Albert G. Schmedeman : biography
Albert George Schmedeman (November 25, 1864 – November 26, 1946) was an American politician who served as the 28th Governor of Wisconsin. To date he is the only mayor of Madison to be elected Governor of Wisconsin.
Schmedeman was born in Madison, Wisconsin, the son of Heinrich Schmedeman, a "Forty-Eighter" from Germany. Albert Schmedeman was elected to the Madison City Council in 1904, serving for four years. He also served the community as fire and police commissioner, and as a member of the local board of education.
A Democrat, Schmedeman ran for a seat in the United States House of Representatives in 1910 but lost to John M. Nelson. In 1913 he was appointed the United States Minister to Norway and held this position until 1921. During that time, Schmedeman accepted the Nobel Peace Prize on behalf of President Woodrow Wilson in 1919.
After concluding his service as Minister to Norway, Schmedeman planned to retire from politics, but was, instead, elected mayor of Madison, serving from 1926 to 1932. In 1932 he was elected Governor of Wisconsin and served from 1933 to 1935. His term was both preceded and succeeded by Philip La Follette, son of former governor Robert M. La Follette, Sr.

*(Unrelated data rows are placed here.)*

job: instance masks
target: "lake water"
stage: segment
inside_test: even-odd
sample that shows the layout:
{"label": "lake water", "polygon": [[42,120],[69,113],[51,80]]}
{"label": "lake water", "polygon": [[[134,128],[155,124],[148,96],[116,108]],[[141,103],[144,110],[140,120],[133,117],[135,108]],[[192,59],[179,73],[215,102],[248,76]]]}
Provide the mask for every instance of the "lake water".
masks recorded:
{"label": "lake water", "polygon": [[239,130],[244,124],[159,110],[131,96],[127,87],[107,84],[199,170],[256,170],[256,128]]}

In 1934, while attending the dedication for Rib Mountain State Park and campaigning for a second term, Schmedeman slipped on some loose rock and injured his foot. Gangrene developed, necessitating the amputation of his leg.
After his service as governor concluded, Schmedeman went on to be named Federal Housing Administrator for Wisconsin by President Franklin D. Roosevelt, a post that he held from 1935 until 1942.
Schmedeman was fluent in German and also proficient in the Norwegian language.